高校野球の強豪、広陵(広島)の硬式野球部で上級生による下級生への部内暴力が発覚した問題で、SNS上で加害生徒とされている1人が10日、オンライン取材に応じ、名誉毀損(きそん)の疑いで告訴状を提出した思いを明かした。
今回の騒動を受け進路が決まらず大きな影響を及ぼしていると説明した上で「SNSでたたかれている大きさがすごいあって、外に出るのがすごく不安です」と率直な思いを述べた。

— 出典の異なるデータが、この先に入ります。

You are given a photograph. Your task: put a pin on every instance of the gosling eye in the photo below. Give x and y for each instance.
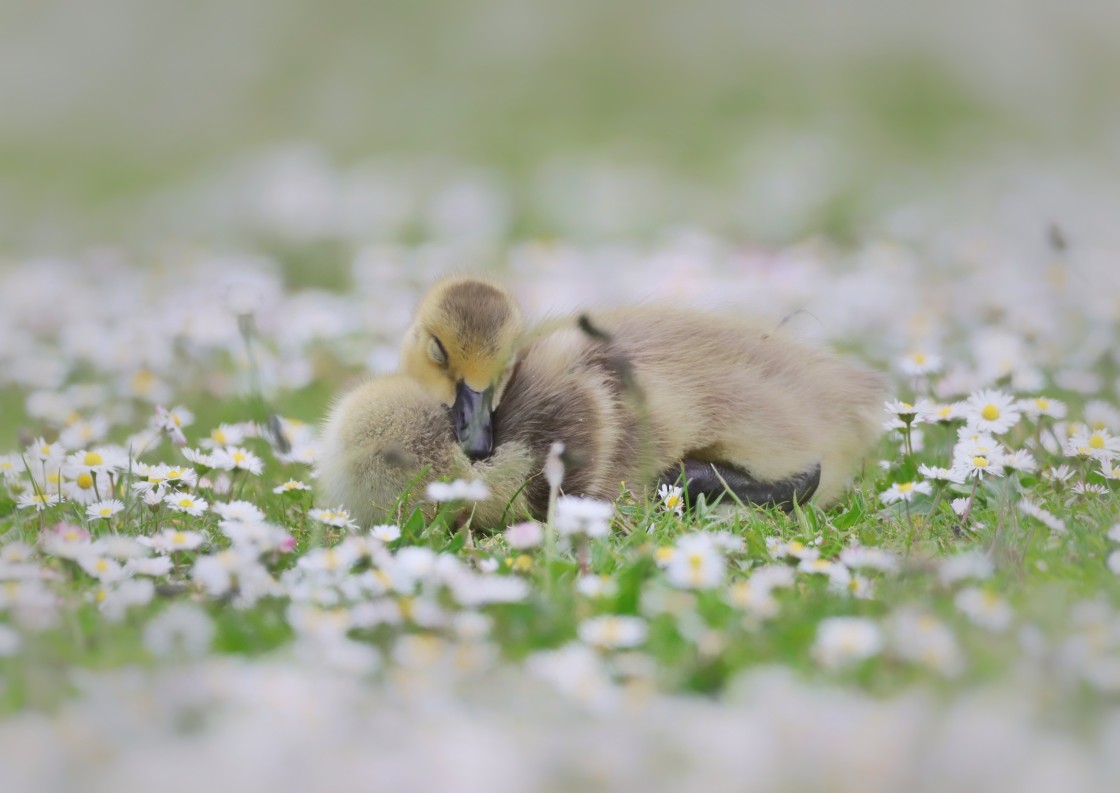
(437, 352)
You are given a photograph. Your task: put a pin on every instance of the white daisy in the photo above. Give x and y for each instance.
(991, 411)
(103, 510)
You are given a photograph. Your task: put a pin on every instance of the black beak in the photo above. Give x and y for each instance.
(473, 423)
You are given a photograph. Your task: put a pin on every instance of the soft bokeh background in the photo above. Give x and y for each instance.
(140, 118)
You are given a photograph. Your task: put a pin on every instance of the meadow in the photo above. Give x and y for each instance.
(178, 603)
(215, 218)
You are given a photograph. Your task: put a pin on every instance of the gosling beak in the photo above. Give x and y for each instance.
(473, 423)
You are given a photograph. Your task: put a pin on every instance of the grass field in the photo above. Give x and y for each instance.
(229, 213)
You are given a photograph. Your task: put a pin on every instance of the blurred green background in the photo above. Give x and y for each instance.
(105, 104)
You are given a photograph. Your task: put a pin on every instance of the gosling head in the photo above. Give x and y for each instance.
(460, 348)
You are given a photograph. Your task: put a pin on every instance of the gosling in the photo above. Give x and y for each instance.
(391, 436)
(714, 389)
(460, 348)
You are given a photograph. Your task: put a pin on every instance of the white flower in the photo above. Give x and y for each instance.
(672, 498)
(104, 569)
(243, 511)
(37, 501)
(186, 503)
(131, 591)
(842, 641)
(924, 640)
(238, 458)
(941, 474)
(338, 516)
(1097, 444)
(103, 510)
(152, 566)
(920, 362)
(905, 491)
(460, 490)
(985, 608)
(579, 515)
(696, 563)
(524, 534)
(613, 631)
(1043, 406)
(991, 411)
(291, 486)
(385, 532)
(905, 413)
(171, 540)
(182, 630)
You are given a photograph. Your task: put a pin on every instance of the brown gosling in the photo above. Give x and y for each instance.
(460, 348)
(391, 436)
(712, 388)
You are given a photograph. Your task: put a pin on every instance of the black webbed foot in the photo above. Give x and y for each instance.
(715, 479)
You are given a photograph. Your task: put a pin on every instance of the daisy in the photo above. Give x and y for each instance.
(963, 566)
(1089, 488)
(334, 518)
(242, 511)
(985, 608)
(905, 412)
(385, 532)
(37, 501)
(941, 474)
(991, 411)
(918, 362)
(610, 632)
(103, 510)
(186, 503)
(460, 490)
(1043, 406)
(291, 486)
(672, 498)
(183, 630)
(171, 540)
(905, 491)
(224, 435)
(845, 641)
(696, 563)
(1100, 414)
(1098, 445)
(238, 458)
(945, 412)
(925, 640)
(580, 515)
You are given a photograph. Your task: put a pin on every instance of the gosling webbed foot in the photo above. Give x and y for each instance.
(715, 479)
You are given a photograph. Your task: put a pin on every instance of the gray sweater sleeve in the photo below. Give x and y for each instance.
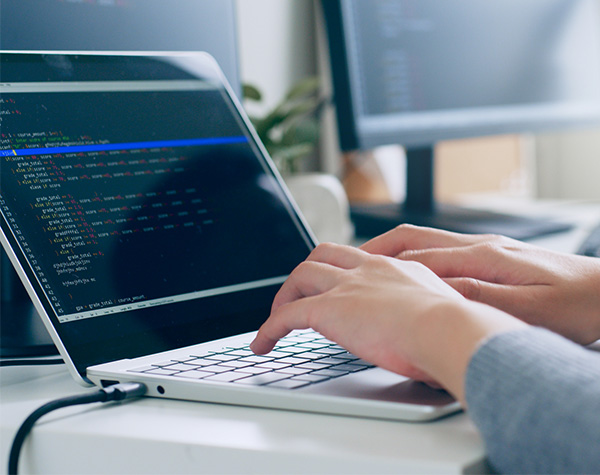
(535, 398)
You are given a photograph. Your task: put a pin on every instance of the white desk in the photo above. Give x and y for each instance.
(163, 436)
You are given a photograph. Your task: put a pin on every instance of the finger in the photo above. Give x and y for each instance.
(309, 278)
(487, 262)
(345, 257)
(508, 298)
(283, 320)
(408, 237)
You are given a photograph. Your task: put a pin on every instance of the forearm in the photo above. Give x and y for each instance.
(446, 338)
(535, 398)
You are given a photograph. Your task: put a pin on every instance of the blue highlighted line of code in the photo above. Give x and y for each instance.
(124, 146)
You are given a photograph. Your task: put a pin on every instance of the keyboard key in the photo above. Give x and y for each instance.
(347, 356)
(288, 384)
(236, 364)
(257, 359)
(253, 370)
(227, 377)
(312, 366)
(294, 370)
(222, 357)
(141, 369)
(332, 361)
(310, 378)
(350, 367)
(311, 356)
(272, 365)
(216, 369)
(239, 352)
(161, 371)
(329, 372)
(193, 374)
(199, 362)
(292, 349)
(277, 354)
(180, 367)
(262, 379)
(331, 351)
(292, 360)
(164, 363)
(313, 345)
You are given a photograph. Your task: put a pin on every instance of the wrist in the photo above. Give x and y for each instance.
(448, 335)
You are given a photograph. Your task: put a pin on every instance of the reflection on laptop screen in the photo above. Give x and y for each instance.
(126, 194)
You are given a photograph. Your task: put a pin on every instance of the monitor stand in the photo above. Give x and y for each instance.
(22, 332)
(420, 208)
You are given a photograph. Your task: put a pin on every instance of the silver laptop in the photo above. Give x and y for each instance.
(152, 232)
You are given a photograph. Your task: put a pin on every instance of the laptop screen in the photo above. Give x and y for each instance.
(139, 204)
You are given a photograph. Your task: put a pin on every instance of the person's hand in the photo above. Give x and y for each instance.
(397, 315)
(558, 291)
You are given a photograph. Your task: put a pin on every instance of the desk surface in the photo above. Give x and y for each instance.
(165, 436)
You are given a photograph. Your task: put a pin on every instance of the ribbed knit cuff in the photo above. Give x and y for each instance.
(535, 397)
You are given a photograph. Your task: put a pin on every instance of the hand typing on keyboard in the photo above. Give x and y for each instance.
(591, 244)
(410, 300)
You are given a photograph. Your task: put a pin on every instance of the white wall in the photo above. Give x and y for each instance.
(568, 165)
(277, 44)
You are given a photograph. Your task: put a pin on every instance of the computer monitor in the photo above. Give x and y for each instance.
(103, 25)
(417, 72)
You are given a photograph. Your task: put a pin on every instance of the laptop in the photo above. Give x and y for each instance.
(152, 231)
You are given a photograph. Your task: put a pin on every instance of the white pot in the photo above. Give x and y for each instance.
(324, 204)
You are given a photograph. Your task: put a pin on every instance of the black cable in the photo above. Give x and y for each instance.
(116, 392)
(30, 362)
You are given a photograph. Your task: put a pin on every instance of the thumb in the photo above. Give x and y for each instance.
(512, 299)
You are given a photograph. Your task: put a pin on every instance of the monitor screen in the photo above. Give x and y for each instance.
(414, 72)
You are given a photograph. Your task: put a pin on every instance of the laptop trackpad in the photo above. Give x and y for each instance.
(381, 385)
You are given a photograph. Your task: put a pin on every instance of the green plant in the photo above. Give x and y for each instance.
(289, 131)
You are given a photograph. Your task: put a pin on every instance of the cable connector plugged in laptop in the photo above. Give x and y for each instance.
(116, 392)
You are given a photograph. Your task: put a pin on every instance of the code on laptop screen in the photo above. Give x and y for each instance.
(127, 194)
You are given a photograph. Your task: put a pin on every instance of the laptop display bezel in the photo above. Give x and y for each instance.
(110, 347)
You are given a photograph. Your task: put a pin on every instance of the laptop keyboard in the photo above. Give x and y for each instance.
(298, 360)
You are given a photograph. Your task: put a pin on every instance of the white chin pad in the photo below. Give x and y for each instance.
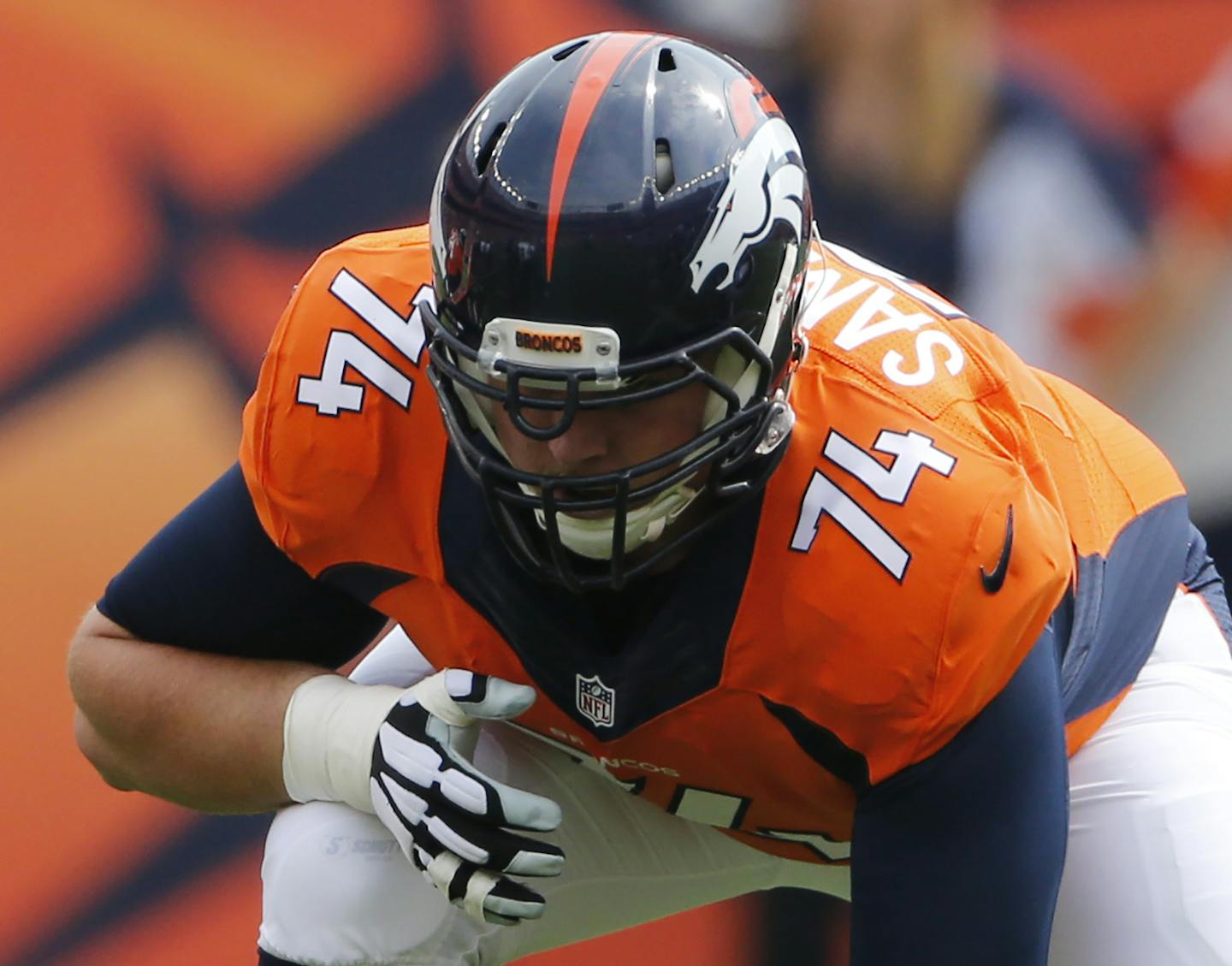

今年1月、寮で部員間の暴力を伴う不適切な行動が発生。同校は「上級生4人が1年生1人を個別にたたく、胸ぐらをつかむなどした」といった内容を報告し、日本高野連から3月に厳重注意。被害生徒は3月末に転校した。その後、SNSで広がった誹謗(ひぼう)中傷や爆破予告などから、今夏の甲子園では高校野球史上、初めて大会途中で出場を辞退するという前代未聞の事態になった。10日に同校HP上で第三者委員会を設置を発表し「事実関係を明らかにするとともに、調査結果を踏まえて再発防止に取り組む」とコメントした。
加害生徒とされている1人の一問一答は以下の通り。
-なぜ広陵高校に入ることを決めたのか
自分は高校野球で活躍したいと思って、広陵の中井先生の教えがすごく感動して。野球だけじゃなくて生活からきちんとして、人間性が育つと思ってこの高校を選びました。
-高校最後の夏がこのような形で終わったが、広陵を選んだことに後悔は
ここを選んで本当によかった気持ちです。中井先生の教え子になりたいと広陵高校に進んで、今こうなって中井先生がやめてしまって一番責任を感じてます。長い歴史を踏みにじってしまい、本当に申し訳ないです。だけど、広陵高校に入ってたくさん成長できたので、これからは中井先生に恩返しがしたいです。
-ご自身の進路への影響は
行こうとしていた大学に行けなくなってしまって、次の大学を探しています。今そこに向けて準備をしています。自分は外に出ていないので、正直、どうなるかは不安で。何をされるかわからないです。
-一般受験も視野に入れている
はい。
-大学進学後は野球とどう関わる
野球はしたいという気持ちはあります。
-被害生徒や被害生徒の親など対して伝えたいことは
自分が手を出してしまって、相手の人生を大きく変えてしまって、申し訳ない気持ちもあるんですが、SNSを使って誇張をして書いたことには自分も疑問です。
-被害生徒とSNS上に好き勝手に書くような人たちと、どちらに強い怒りや悲しみを感じているのか
どっちかとは決められないんですが、第三者が被害者の人の書いていることをそのまま受け止めて誹謗(ひぼう)中傷されて。被害者の方がSNSに出していなければたたかれていなかったと思う。
-第三者の投稿で特に傷ついたことは
名前を特定されて「ベンチにも入っていないクソガキが」って書かれたり、自分の名前を使って「野獣先輩」と投稿されたりして嫌な気持ちになりました。
-写真が晒された。危険を感じたりしたことはあったか。
たたかれていて、今はずっと寮にいて、甲子園に行った時も周りから怖く感じて、卒業して外に出た時にどう見られるのか不安です。
-「外に出るのが怖い」と言ってましたが、現在の生活は
外出はしてないです。学校の敷地内に寮があるんで。外に出ることは今はなくて。外に出るのが不安です。外のことが全然わからなくて、SNSでたたかれている大きさがすごいあって。どうなるか不安です。